The school’s Director and Deputy Director, lived with the stress of particular political scrutiny –  managing a school that taught a capitalist language and which was filled with highly intelligent, often privileged and sometimes arrogant pupils. With Todor Zhivkov’s concerns about the new generation’s loss of commitment to proletarian values, the two “comrade managers” had to demonstrate the school was beyond any suspicion that its teachers and pupils were not totally loyal to the principles of Marxism-Leninism. The two of them had been chosen mostly on the basis of their party antecedents and certainly not for their knowledge of English language or culture.

So the outcome of the teachers’ meeting following the factory incident was entirely predictable. Similar meetings would routinely reduce pupils’ behaviour marks for such crimes as unexcused absences, smoking in public, shaven heads – a protest against the ban on long hair. Without a great deal of discussion Petya’s behaviour mark was reduced.

It is important to note at this stage that Petya had exhibited no signs of dissidence.  With published poems and a film role under her belt, she was on the doorstep of the intellectual establishment.. Local Burgas poets Christo Fotev and Nedyalko Yordanov spoke glowingly of her poetry.
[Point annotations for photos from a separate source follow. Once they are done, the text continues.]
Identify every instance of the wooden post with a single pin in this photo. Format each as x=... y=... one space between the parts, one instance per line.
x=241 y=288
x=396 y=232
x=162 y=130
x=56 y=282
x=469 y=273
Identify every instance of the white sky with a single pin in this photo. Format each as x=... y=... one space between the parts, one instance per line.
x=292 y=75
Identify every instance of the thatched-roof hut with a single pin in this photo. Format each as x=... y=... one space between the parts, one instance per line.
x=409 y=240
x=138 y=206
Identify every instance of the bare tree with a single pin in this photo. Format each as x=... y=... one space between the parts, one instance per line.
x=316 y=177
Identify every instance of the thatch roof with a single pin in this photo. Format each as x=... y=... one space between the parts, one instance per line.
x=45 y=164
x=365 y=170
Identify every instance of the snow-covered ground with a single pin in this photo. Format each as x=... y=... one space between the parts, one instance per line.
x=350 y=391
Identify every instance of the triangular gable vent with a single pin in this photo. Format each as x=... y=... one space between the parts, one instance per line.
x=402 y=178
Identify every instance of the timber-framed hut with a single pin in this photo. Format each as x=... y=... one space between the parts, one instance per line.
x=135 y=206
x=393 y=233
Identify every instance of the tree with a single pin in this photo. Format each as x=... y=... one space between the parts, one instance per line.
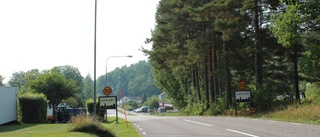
x=55 y=86
x=286 y=28
x=1 y=80
x=72 y=73
x=21 y=79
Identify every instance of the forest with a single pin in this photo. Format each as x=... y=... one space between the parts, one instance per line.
x=201 y=49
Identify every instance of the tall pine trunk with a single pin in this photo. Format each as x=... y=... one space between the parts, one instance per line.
x=215 y=76
x=196 y=81
x=258 y=57
x=206 y=74
x=227 y=75
x=210 y=74
x=295 y=69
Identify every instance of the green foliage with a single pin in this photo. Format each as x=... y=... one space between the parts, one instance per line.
x=133 y=104
x=194 y=109
x=55 y=86
x=83 y=123
x=152 y=102
x=21 y=79
x=216 y=109
x=32 y=108
x=313 y=92
x=144 y=98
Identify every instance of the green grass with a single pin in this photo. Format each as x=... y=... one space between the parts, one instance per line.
x=63 y=130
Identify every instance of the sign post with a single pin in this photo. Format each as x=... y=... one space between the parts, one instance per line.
x=242 y=95
x=108 y=102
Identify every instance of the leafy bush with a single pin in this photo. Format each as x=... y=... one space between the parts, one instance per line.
x=92 y=125
x=32 y=108
x=194 y=109
x=313 y=92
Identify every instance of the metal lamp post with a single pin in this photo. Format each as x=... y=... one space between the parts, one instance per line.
x=129 y=56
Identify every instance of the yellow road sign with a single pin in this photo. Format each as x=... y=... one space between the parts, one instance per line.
x=107 y=90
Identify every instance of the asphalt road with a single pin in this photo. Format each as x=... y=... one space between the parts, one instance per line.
x=197 y=126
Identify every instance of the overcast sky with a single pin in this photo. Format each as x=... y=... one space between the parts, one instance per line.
x=41 y=34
She represented precisely what the forward looking members of the party were seeking in the late seventies – a new personal voice. To this point, the English language School were proud of Petya and probably saw her act of vandalism as an aberration. In time her good behaviour marks would have been restored.
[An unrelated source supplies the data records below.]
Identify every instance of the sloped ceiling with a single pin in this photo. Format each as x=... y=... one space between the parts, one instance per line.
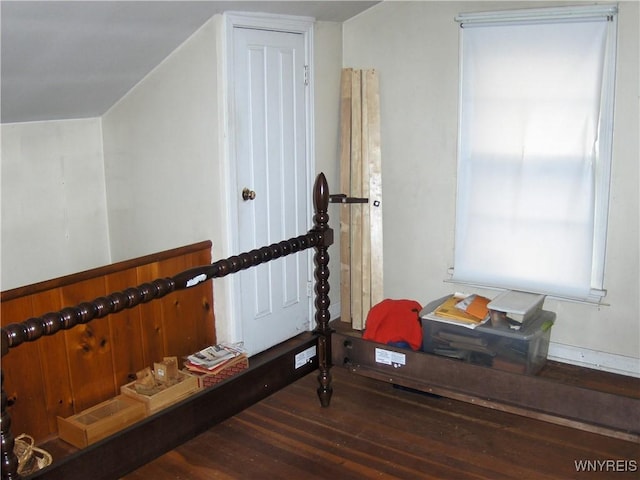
x=75 y=59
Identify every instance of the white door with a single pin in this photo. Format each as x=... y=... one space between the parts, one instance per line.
x=270 y=147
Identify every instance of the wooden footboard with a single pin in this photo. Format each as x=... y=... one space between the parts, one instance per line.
x=45 y=328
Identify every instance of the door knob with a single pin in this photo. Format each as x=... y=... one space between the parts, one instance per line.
x=248 y=194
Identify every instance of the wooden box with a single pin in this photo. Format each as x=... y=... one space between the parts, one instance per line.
x=100 y=421
x=209 y=380
x=186 y=386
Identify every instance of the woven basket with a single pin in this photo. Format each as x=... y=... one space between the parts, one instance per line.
x=30 y=458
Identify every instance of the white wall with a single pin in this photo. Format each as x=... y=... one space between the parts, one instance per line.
x=54 y=216
x=414 y=47
x=163 y=152
x=161 y=159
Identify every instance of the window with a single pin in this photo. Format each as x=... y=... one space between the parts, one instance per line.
x=535 y=134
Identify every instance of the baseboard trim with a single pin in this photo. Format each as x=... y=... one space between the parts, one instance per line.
x=584 y=357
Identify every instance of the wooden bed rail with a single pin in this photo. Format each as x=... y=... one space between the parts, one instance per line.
x=319 y=237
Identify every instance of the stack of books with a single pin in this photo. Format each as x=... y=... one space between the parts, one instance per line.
x=515 y=307
x=217 y=362
x=459 y=309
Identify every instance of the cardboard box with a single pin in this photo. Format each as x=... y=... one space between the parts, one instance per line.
x=100 y=421
x=152 y=403
x=521 y=351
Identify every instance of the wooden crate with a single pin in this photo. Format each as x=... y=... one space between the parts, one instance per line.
x=207 y=380
x=100 y=421
x=186 y=385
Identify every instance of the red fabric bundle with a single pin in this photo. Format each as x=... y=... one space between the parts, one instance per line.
x=395 y=321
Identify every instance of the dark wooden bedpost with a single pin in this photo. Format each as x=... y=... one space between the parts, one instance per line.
x=9 y=459
x=321 y=273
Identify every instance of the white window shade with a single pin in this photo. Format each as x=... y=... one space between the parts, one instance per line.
x=536 y=101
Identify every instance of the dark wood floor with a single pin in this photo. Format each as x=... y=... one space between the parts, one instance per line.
x=373 y=430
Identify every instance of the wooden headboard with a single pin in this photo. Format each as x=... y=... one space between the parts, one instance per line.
x=64 y=374
x=71 y=362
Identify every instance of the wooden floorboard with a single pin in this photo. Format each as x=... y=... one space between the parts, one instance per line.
x=375 y=430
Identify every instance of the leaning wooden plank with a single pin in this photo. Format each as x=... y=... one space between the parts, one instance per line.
x=356 y=208
x=366 y=207
x=375 y=185
x=345 y=187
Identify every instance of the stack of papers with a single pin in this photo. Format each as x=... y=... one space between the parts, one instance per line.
x=215 y=358
x=466 y=310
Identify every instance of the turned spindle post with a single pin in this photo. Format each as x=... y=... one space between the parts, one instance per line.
x=321 y=273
In spite of all wisdom after the event – particularly from Comrade Andreev, desperate to re-establish himself as spokesman of the new generation, the teachers of the English Language School could have had no idea that their response might become a factor in Petya’s unforeseeable death.

What remains with me, however, is the memory of Petya’s live presence in the class. From the centre of the class room, she was a ruling influence.  Sitting next to her friend Maya, she appraised me in my first lesson with the knowing superiority that some girls possess.   This flexing of feminine muscles was not repeated but it indicated a fierce spirit. In succeeding lessons, Petya proved highly intelligent with a cool reserve. She gained her high marks with ease, but I sensed her heart was in Bulgarian literature. She enjoyed singing and she mentions my guitar in a previously unpublished poetical fragment.

What is captivating about her poetry is its simple expression of the teenage condition with all its occasional joys, doubts and fears. She is particularly sensitive to weather and conveys the prevailing seasons of the port city, linking her own moods to changing cloud formations. Throughout, there is a tension between the ideal good daughter/pupil/citizen and the wild soul that yearns to overthrow conventions.  Hers is a voice, like Ann Frank’s that demanded to be listened to and has spoken to generations since. Her poetry is all the more striking because she was unable at her age to resolve her natural rebelliousness with the external requirements of socialism and traditional morality.

However at the time when I stared at her dead face, I had not read many of her poems. All I could feel was the absence of the girl with whom I and all the other pupils shared a classroom. She had understood her own value all too well.